Spreadsheet extraction

For large spreadsheets with tens of thousands of rows, the Cell Rows field type extracts cells under specified column headings. This method has the following limitations:

  • The spreadsheet must have a simple columnar layout, where the first row or rows contains your target column headers. This method extracts cells in each specified column until the end of the sheet.
  • This method extracts solely from the first tab in multi-tab spreadsheets.
  • You must upload the spreadsheet to Sensible as one of the supported spreadsheet file types. This method doesn't support PDFs.

The Cell Rows field type is a speedier alternative to general-purpose SenseML methods, which you can use with smaller spreadsheets.

Parameters

keyvaluedescription
id (required)stringSpecifies an ID for a group of rows to extract in the spreadsheet. Sensible ignores empty rows and extracts data under the specified Header Row to the end of the worksheet.
type (required)cellRows
headerRow (required)Anchor objectSpecifies the row containing column headers, by matching the specified line or lines in the row.
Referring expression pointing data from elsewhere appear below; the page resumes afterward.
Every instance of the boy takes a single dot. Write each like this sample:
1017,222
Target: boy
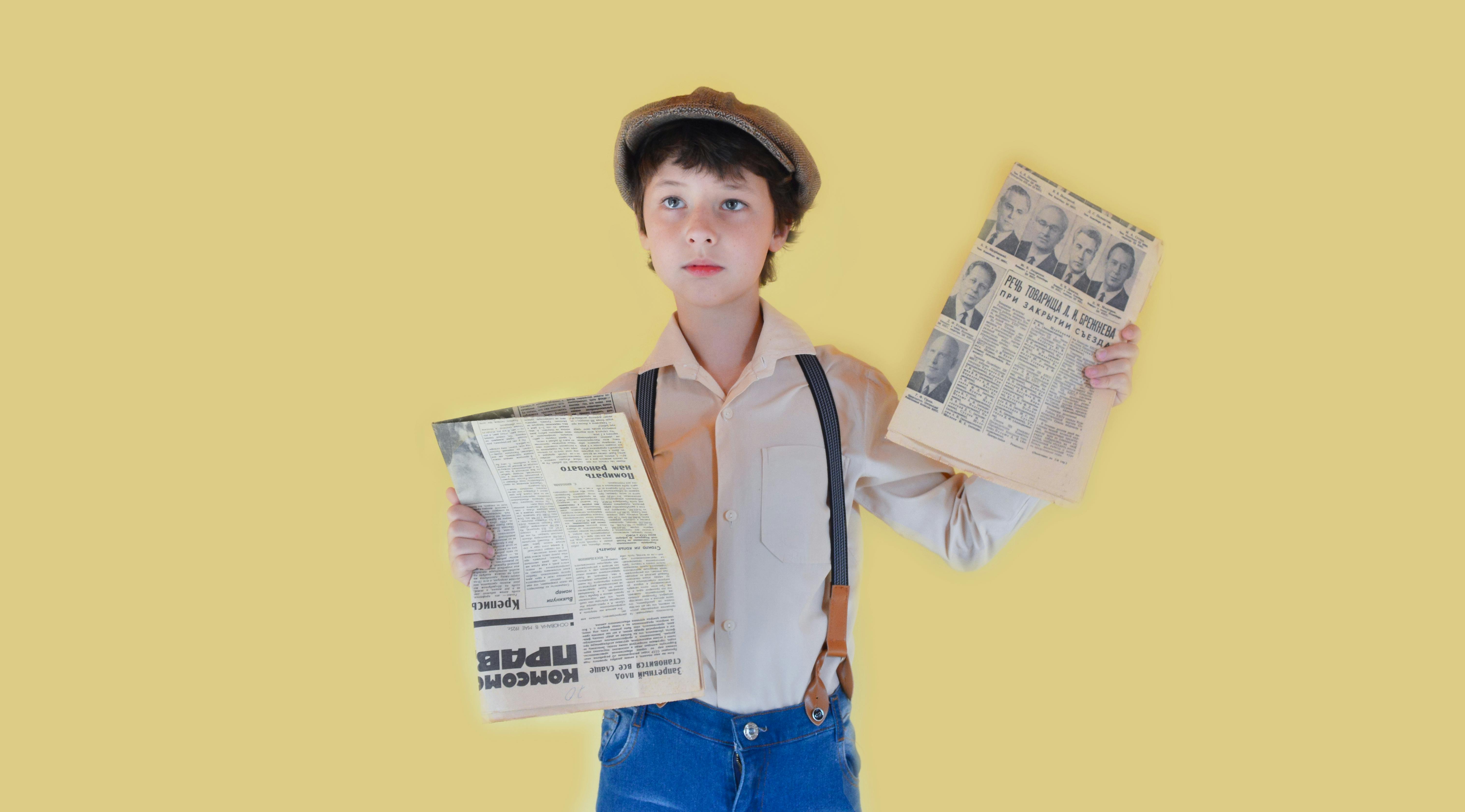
730,396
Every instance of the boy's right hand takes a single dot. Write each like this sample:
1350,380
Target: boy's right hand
470,539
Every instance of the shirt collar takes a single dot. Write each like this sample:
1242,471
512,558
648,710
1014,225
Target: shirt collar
779,339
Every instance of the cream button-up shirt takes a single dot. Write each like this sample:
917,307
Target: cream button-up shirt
746,479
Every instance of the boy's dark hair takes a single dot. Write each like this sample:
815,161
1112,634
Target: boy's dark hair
726,151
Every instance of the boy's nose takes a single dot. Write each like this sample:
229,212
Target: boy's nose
699,232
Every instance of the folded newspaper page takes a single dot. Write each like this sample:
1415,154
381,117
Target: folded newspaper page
585,606
1000,388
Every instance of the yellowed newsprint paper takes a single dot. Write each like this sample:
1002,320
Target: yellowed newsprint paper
1000,388
585,606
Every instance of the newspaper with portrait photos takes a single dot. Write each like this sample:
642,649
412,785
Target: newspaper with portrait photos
1000,388
585,606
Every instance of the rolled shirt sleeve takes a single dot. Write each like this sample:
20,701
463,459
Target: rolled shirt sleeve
962,518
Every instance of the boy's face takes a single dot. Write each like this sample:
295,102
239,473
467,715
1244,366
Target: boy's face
708,236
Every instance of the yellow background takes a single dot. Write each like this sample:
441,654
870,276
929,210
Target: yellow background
250,254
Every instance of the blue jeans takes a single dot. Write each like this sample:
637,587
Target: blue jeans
691,756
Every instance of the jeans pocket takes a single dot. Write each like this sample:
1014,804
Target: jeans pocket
846,751
616,735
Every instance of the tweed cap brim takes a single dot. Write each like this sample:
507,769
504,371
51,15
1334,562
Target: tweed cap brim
705,103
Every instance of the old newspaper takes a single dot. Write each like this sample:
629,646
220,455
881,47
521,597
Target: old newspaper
1000,388
585,606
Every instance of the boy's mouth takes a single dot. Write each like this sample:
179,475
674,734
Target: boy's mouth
701,268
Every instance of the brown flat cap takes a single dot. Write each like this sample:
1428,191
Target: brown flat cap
705,103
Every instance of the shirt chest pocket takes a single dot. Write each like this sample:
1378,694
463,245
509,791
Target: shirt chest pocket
796,504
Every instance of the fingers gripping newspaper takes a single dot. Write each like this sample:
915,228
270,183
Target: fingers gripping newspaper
585,606
1000,388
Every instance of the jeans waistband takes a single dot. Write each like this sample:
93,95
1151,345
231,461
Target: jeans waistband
768,728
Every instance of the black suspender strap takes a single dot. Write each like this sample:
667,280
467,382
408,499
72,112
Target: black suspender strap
817,700
830,422
647,404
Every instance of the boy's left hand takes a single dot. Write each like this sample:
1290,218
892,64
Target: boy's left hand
1118,360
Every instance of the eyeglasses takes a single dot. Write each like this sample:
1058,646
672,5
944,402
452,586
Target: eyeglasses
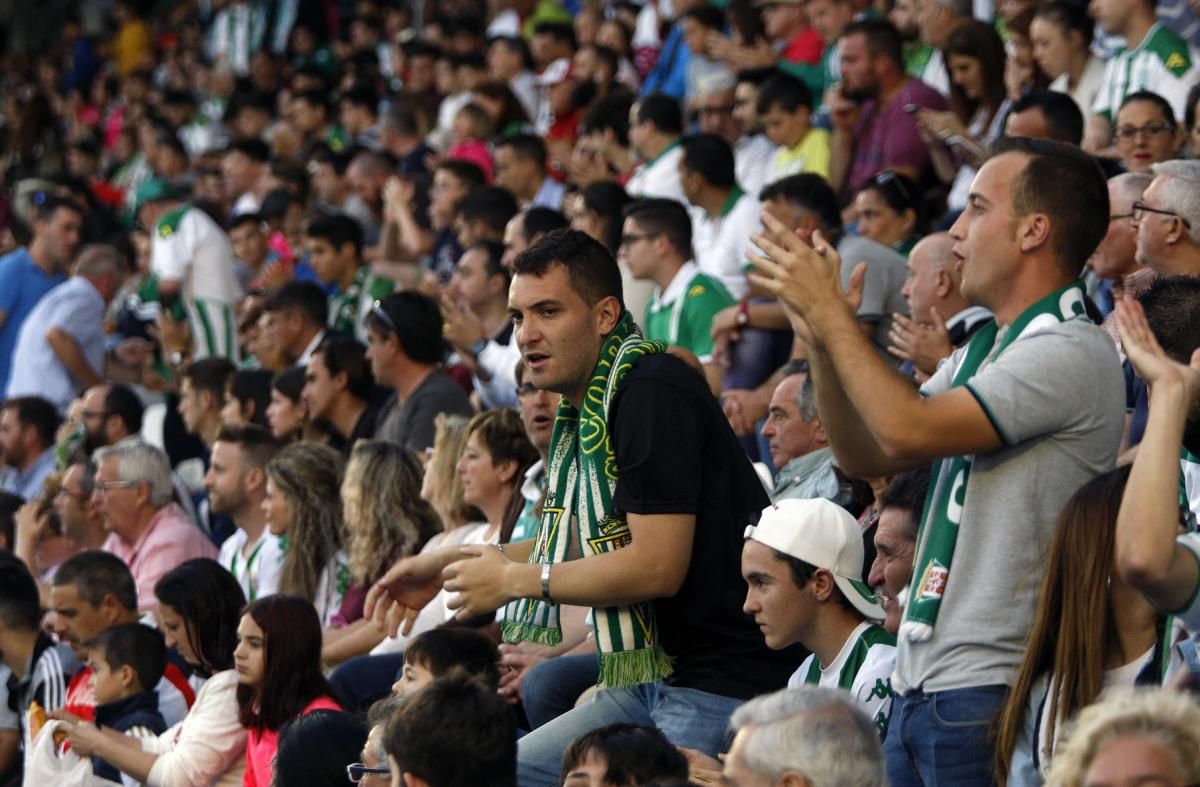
1151,130
358,772
1141,209
377,310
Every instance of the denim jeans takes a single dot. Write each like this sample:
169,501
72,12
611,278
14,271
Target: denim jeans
687,716
942,738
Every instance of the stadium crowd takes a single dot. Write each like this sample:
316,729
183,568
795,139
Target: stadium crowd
595,392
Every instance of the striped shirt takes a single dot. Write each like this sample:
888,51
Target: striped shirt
1162,62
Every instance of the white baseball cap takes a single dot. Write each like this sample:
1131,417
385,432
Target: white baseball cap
825,535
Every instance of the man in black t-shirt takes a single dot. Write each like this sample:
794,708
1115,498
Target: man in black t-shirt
685,490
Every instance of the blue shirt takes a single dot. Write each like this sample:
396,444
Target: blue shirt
22,284
76,307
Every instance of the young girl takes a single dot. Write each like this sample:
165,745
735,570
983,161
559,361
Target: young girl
279,677
303,503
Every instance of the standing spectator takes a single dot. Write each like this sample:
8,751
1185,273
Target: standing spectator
60,348
27,439
147,528
33,270
1044,445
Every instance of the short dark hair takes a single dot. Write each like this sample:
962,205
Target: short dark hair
663,110
810,192
784,90
417,323
304,298
133,644
490,204
661,216
346,354
1063,119
455,731
211,376
439,650
525,146
589,265
39,413
339,229
882,38
633,754
1173,310
21,606
96,574
712,157
1067,185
Sensible ignores empty cells in the header row. Contains the following parameters:
-match: A Match object or array of Match objects.
headerRowsCountinteger. default: 1Specifies the number of consecutive header rows. You can specify a match in the Field object's Header parameter for any header row.
stopMatch object or array of Match objects. default: noneStops extraction at the end of the row above the matched line. Excludes the row containing the matched line.
fieldsarray of fields that use any of the following methods:
- the cell method
computed field-methods
- custom computation group method
Specifies fields that use one or more of the following methods, all of which operate on each row:

- cell: A spreadsheet-specific method that extracts a cell under the specified header for each extracted row. Parameters:
id: cell. Note: The method object's global parameters aren't available for this method.
header: A Match object that specifies the column heading under which you want to extract cells. For an example, see the following section.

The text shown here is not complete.